JohnHancockAs an employment litigator, I have repeatedly emphasized to my clients the need to get signed agreements, acknowledgements, and authorizations from employees. From a legal standpoint, these signed documents provide legal certainty (and frequently an absolute defense) to certain employee interactions and claims. For example, if an employee contends that she was unaware of the complaint procedure for a harassment claim, waving her signed acknowledgement form for the handbook that contains that procedure in front of her is a pretty stellar defense (and quite satisfying)! It’s hard for someone to repudiate their own handwritten “John Hancock.”

But, as you know, in our increasingly digital world, electronic signatures have become the norm. There are federal and state laws that provide for the validity of electronic signatures, such as the federal Uniform Electronic Transactions Act (“UETA”) and the state laws that adopt the UETA, as well as the federal Electronic Signatures in Global and National Commerce Act (“E-Sign”). Under these laws, an electronic signature is deemed to be the act of the person from whom the transmission is received, so long as this can be verified in some manner. And where effective computer security procedures can verify that the record is attributable to that person, this showing is presumptively made.
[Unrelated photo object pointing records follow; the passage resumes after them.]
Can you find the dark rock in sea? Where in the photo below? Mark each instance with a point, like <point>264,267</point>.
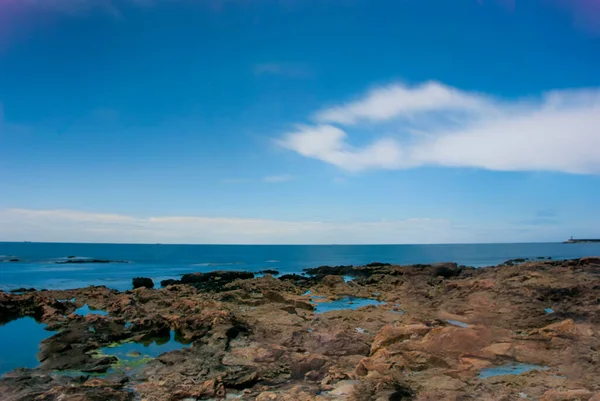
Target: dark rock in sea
<point>21,290</point>
<point>341,270</point>
<point>268,271</point>
<point>512,262</point>
<point>293,277</point>
<point>168,282</point>
<point>142,282</point>
<point>210,282</point>
<point>81,261</point>
<point>447,270</point>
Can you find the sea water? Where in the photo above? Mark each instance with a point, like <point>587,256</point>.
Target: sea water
<point>37,265</point>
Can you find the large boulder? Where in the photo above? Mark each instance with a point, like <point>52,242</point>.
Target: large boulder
<point>146,282</point>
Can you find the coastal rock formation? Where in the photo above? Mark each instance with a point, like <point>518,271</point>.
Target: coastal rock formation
<point>524,330</point>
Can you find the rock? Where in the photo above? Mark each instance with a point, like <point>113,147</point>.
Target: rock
<point>332,281</point>
<point>269,271</point>
<point>139,282</point>
<point>566,328</point>
<point>447,270</point>
<point>390,335</point>
<point>567,395</point>
<point>378,264</point>
<point>216,281</point>
<point>594,260</point>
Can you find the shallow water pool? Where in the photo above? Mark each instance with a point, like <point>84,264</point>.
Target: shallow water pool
<point>20,343</point>
<point>509,369</point>
<point>132,355</point>
<point>346,303</point>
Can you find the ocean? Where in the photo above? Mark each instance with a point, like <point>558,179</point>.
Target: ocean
<point>37,267</point>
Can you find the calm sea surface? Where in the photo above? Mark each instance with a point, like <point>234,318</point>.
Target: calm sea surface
<point>37,267</point>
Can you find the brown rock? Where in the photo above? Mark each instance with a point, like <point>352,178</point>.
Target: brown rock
<point>390,334</point>
<point>567,395</point>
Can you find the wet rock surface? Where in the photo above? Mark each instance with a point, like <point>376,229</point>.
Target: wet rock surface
<point>430,332</point>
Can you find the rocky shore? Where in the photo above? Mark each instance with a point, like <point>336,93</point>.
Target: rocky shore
<point>527,330</point>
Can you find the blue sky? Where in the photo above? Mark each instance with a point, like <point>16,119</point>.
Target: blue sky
<point>295,121</point>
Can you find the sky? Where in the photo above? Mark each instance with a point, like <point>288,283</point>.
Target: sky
<point>299,121</point>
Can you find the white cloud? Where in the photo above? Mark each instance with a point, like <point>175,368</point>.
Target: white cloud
<point>435,125</point>
<point>292,70</point>
<point>77,226</point>
<point>399,100</point>
<point>278,178</point>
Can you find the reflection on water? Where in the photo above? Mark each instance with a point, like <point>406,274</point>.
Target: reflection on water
<point>19,345</point>
<point>133,355</point>
<point>457,323</point>
<point>509,369</point>
<point>346,303</point>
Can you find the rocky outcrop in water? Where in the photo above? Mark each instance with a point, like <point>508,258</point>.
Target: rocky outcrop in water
<point>431,332</point>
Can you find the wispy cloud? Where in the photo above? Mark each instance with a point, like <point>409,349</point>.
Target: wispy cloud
<point>436,125</point>
<point>269,178</point>
<point>77,226</point>
<point>236,180</point>
<point>278,178</point>
<point>291,70</point>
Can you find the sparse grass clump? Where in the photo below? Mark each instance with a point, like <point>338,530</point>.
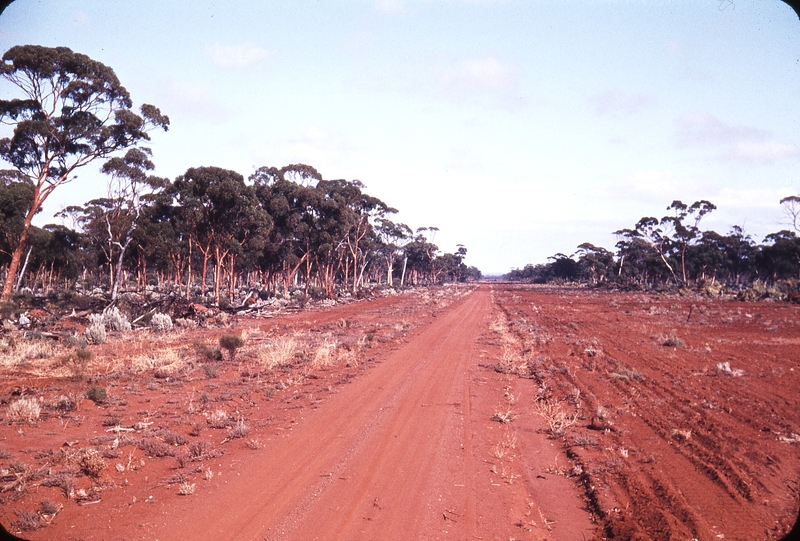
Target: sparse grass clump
<point>239,430</point>
<point>277,353</point>
<point>557,419</point>
<point>97,394</point>
<point>161,323</point>
<point>25,410</point>
<point>91,462</point>
<point>218,419</point>
<point>623,372</point>
<point>96,333</point>
<point>673,341</point>
<point>28,521</point>
<point>186,489</point>
<point>503,416</point>
<point>206,351</point>
<point>680,434</point>
<point>725,369</point>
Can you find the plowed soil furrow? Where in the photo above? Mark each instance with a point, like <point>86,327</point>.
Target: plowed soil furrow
<point>679,447</point>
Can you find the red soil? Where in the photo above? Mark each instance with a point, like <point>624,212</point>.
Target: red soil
<point>655,443</point>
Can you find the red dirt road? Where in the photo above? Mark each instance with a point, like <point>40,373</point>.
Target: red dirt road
<point>389,457</point>
<point>514,412</point>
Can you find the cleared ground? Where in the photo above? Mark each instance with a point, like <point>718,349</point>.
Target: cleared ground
<point>504,412</point>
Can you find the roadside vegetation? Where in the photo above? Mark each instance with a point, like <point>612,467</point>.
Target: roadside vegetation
<point>673,253</point>
<point>208,237</point>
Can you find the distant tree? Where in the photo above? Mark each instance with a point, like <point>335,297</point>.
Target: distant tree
<point>393,236</point>
<point>791,206</point>
<point>16,197</point>
<point>221,215</point>
<point>594,262</point>
<point>685,234</point>
<point>74,110</point>
<point>113,220</point>
<point>563,267</point>
<point>780,257</point>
But an electronic signature is so, well, cold and clinical. It doesn’t have the same emotional or visceral impact as seeing an actual handwritten signature. And more importantly, despite all the electronic security measures – it may not “prove” that the individual actually signed the document, as was the situation in Duge v. Sears, Roebuck and Co. In that case, the Company had an electronically signed acknowledgement by which the employee had agreed to arbitrate any employment claims. The employee denied, however, that he had signed that electronic acknowledgement. The employee asserted that Company management knew his password and login information, and had sometimes even used his computer after he was logged in – and therefore someone else had electronically signed his acknowledgement! These assertions created a factual issue that could only be resolved at a trial.

I am afraid that such contentions will become more common in the future, and I am frankly surprised that more employees have not made such assertions. What does this mean? There’s no clear cut answer. Employers must balance the ease and convenience of electronic signatures against the certainty of a handwritten one.